Now, this isn’t the first time Weissglas isn’t telling the truth. I started suspecting that there are other interests at play here … the casino in Jericho. I remembered the photo from the 2001 election campaign of Duby with Omri and Muhammad Rashid going off to meet with Martin Schlaff in Vienna.c I know that Duby Weissglas represents the interests of Martin Schlaff in Israel, as his attorney. Two years before, when the IDF shelled the casino, he wrote a letter threatening to sue the officers involved.5
In the event, Jericho remained closed to Israelis, and the casino stayed shut. That incontrovertible fact is cited by Sharon’s supporters to refute the allegations implied by Ya’alon.
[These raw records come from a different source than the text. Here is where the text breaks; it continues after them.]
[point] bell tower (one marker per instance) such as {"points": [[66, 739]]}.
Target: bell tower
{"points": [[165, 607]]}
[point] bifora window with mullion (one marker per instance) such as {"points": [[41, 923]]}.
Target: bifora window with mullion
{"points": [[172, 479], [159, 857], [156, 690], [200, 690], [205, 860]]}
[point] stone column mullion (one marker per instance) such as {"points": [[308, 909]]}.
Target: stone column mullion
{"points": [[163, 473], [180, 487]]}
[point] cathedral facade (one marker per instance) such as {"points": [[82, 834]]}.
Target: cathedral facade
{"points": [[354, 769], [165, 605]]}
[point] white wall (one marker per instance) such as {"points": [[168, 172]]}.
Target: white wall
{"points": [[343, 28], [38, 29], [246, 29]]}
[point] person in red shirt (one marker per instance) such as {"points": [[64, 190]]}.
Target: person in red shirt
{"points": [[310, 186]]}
By the same token, says Avigdor Yitzhaki, the director general of the Prime Minister’s Office (2001–2004), a casino ship belonging to Schlaff—and the subject of much anti-Sharon rumormongering—remained empty and abandoned in the Red Sea resort of Eilat throughout Sharon’s term because the owners could not get a government license to operate it. “Hardly proof of Schlaff’s reputed omnipotence in Sharon’s Israel,” Yitzhaki notes sourly.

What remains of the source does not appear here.